Solute particle near a nanopore: influence of size and surface properties on the solvent-mediated forces

TL;DR

This study uses classical density functional theory to analyze how nanoparticle size and surface properties influence solvent-mediated forces near nanopores, providing insights into particle-pore interactions and phase behavior.

Contribution

It introduces a comprehensive model combining density functional theory and a capillary approach to predict nanoparticle forces considering geometry, hydrophobicity, and electrostatics.

Findings

Depletion forces depend on nanoparticle size and surface hydrophobicity.

A phase diagram predicts nanoparticle entry or rejection based on surface and electrostatic properties.

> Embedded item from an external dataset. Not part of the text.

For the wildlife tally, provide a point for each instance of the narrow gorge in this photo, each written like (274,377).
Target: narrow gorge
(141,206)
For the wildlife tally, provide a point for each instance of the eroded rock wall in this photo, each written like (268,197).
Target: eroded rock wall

The model accounts for pore geometry and liquid filling states.

Abstract

Nanoscopic pores are used in various systems to attract nanoparticles. In general the behaviour is a result of two types of interactions: the material specific affinity and the solvent-mediated influence also called the depletion force. The latter is more universal but also much more complex to understand since it requires modeling both the nanoparticle and the solvent. Here, we employed classical density functional theory to determine the forces acting on a nanoparticle near a nanoscopic pore as a function of its hydrophobicity and its size. A simple capillary model is constructed to predict those depletion forces for various surface properties. For a nanoscopic pore, complexity arises from both the specific geometry and the fact that hydrophobic pores are not necessarily filled with liquid. Taking all of these effects into account and including electrostatic effects, we establish a phase diagram describing the entrance and the rejection of the nanoparticle from the pore.